The post complains that the subsidies were meant to benefit farmers but instead became "free food coveted by many" as cadres discovered "loopholes" in the subsidy system. The faking of reports and padded numbers arise from a "mistaken understanding" and this "shocks" the general public, said the author of the posting.

The perpetrators are local officials in agricultural and financial departments who file false reports and supervise the reporting and distribution of subsidies. The author of the post says that disciplinary departments are tracking down the falsified subsidies and calls for a system to uncover such problems.
An illustration from an investigation of subsidy reforms
"The State" offers a money bag labeled "subsidy".

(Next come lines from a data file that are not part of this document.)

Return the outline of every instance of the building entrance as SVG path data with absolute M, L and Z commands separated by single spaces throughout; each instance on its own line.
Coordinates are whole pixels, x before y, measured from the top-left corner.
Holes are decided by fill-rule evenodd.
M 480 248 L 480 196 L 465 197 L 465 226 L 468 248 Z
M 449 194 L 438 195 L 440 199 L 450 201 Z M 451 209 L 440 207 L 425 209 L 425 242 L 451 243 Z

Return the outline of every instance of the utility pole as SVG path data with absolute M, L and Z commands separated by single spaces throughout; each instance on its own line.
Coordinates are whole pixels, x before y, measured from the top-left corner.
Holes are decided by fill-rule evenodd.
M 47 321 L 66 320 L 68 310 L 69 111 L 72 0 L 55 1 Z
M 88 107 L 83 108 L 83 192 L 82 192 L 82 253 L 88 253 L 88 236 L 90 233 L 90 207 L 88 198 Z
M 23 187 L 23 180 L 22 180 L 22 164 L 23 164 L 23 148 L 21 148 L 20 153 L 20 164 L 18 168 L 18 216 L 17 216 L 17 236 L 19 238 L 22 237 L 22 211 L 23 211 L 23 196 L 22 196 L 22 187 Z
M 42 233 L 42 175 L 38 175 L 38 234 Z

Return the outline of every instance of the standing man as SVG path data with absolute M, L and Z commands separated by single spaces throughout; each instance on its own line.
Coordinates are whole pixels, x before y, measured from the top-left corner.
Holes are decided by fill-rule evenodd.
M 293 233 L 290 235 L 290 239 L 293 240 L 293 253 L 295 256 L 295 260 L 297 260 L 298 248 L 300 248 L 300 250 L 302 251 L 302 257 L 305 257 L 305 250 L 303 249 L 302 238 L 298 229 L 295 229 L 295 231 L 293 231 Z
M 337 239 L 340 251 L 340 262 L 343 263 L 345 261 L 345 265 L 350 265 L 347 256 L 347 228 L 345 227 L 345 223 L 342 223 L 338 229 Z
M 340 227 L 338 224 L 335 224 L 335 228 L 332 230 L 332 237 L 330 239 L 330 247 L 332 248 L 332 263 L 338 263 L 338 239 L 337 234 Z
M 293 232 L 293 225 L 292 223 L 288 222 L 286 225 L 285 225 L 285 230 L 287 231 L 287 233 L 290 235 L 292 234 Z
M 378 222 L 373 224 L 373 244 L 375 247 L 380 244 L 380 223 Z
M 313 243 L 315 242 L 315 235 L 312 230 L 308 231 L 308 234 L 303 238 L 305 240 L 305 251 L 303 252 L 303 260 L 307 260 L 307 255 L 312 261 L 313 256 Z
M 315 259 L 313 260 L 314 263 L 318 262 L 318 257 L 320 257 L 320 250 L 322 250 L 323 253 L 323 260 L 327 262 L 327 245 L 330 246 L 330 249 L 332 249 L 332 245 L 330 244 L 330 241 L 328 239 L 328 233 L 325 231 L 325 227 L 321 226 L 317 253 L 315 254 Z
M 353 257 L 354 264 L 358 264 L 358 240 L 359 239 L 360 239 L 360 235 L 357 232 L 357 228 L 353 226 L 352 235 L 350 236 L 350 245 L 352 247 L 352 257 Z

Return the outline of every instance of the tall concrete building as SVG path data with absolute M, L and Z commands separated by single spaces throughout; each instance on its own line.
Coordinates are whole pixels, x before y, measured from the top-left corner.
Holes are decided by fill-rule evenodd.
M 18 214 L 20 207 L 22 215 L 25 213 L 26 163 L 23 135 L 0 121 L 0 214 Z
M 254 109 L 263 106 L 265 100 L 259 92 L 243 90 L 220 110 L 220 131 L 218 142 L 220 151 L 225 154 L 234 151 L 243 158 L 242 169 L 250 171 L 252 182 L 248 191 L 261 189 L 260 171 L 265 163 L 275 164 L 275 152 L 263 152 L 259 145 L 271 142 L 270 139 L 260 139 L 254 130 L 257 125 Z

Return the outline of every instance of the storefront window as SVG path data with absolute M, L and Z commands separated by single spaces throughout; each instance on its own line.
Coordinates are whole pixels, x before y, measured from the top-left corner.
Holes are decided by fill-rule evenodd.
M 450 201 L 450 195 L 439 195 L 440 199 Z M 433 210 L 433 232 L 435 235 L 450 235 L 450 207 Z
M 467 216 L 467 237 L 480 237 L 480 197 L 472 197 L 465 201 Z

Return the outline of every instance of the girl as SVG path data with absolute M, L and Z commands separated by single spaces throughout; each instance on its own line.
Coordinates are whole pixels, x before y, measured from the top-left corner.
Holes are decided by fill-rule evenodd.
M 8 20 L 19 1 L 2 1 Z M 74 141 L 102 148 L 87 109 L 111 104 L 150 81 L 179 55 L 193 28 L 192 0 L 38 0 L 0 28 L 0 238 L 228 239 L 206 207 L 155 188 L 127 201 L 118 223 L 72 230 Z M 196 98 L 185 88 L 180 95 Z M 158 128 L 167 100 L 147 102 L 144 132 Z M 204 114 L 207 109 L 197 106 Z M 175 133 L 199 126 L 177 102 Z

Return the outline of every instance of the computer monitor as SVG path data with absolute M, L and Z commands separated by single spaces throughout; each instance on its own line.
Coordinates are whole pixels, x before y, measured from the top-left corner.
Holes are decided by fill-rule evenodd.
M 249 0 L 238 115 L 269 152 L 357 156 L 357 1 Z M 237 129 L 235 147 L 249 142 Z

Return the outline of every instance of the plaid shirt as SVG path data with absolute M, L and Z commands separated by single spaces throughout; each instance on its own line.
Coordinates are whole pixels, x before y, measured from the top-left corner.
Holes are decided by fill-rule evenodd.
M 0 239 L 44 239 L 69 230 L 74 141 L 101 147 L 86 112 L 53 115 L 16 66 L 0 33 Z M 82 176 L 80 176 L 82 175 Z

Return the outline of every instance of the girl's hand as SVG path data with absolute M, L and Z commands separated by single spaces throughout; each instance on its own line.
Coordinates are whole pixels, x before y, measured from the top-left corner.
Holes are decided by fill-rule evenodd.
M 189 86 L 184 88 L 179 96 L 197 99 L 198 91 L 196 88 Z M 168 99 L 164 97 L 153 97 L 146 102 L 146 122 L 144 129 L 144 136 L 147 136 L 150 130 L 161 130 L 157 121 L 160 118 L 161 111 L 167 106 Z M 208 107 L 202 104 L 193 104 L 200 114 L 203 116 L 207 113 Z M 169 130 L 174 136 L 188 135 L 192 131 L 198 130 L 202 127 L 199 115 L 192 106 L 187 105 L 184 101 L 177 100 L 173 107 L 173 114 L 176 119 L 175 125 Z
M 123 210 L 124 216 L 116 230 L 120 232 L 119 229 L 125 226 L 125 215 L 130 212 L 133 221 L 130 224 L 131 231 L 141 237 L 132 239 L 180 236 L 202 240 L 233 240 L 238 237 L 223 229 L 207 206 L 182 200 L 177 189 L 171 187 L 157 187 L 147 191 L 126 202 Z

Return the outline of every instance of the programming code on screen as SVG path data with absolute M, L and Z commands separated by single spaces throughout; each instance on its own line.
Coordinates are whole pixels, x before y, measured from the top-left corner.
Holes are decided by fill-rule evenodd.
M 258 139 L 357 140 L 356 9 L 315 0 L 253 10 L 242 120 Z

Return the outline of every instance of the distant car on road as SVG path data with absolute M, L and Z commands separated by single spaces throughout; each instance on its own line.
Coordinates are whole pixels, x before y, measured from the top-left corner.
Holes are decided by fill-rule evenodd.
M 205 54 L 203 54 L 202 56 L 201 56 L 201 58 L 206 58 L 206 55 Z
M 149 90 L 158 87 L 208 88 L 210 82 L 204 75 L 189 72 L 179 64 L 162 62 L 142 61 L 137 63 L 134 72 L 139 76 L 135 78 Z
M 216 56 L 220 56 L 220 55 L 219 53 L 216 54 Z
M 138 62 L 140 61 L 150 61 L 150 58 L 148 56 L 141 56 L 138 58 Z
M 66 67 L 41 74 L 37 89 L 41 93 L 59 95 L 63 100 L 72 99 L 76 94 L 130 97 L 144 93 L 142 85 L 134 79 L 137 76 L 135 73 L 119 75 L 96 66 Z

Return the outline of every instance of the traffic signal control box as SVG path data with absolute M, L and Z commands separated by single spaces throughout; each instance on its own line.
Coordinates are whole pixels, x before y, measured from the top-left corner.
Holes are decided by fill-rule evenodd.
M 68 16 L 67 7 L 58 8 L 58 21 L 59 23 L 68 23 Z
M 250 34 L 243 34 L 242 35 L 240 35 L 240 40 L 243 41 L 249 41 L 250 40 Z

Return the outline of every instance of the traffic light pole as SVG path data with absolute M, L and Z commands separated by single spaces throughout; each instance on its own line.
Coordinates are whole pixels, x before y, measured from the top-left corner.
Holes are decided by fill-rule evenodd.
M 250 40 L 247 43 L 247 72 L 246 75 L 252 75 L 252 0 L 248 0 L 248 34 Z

Subsidy fraud is not unique to Hubei, nor to grain (nor to China). The Internet has numerous complaints about subsidies. One recent commentary questions who really benefits from the subsidies. Machinery and seed subsidies benefit merchants and officials who get bribes to include products of favored companies on the subsidy-eligibility list. Farmer cooperatives are started by local officials to reap the subsidies and tax breaks. Subsidies are routinely collected for idle fields. Last year, the agricultural bureau chiefs of half the counties in Hainan Province were accused of illegally collecting 100 million yuan intended for vegetable greenhouse subsidies. In another case in Hubei Province five years ago, eight communist party officials from a county supervision office and several townships were prosecuted for using subsidy funds to pay for roads and other facilities. In other places, officials threaten to reduce the amount of land they report to the county for collecting subsidies if the villagers fail to pay fees for water and health insurance.

The widespread corruption among local officials grabbing subsidies undermines one of the chief original aims of the subsidy program. The Ministry of Finance conducted a survey during the first year of the subsidy program in 2004 concluded that subsidies improved the communist party's image among the rural populace. Although the amount of the subsidies was not large, the survey team said the subsidy program showed that "...the party and the government had not forgotten the common people who plant grain...[and] implementing the program had actually broadened the sincere support for the party among the peasants."

Writing ten years later, the Hubei Province post says the behavior of local officials "shocks to general public." The writer accuses some local officials of lacking a sense of "law and order" and frets about lack of supervision in the subsidy process.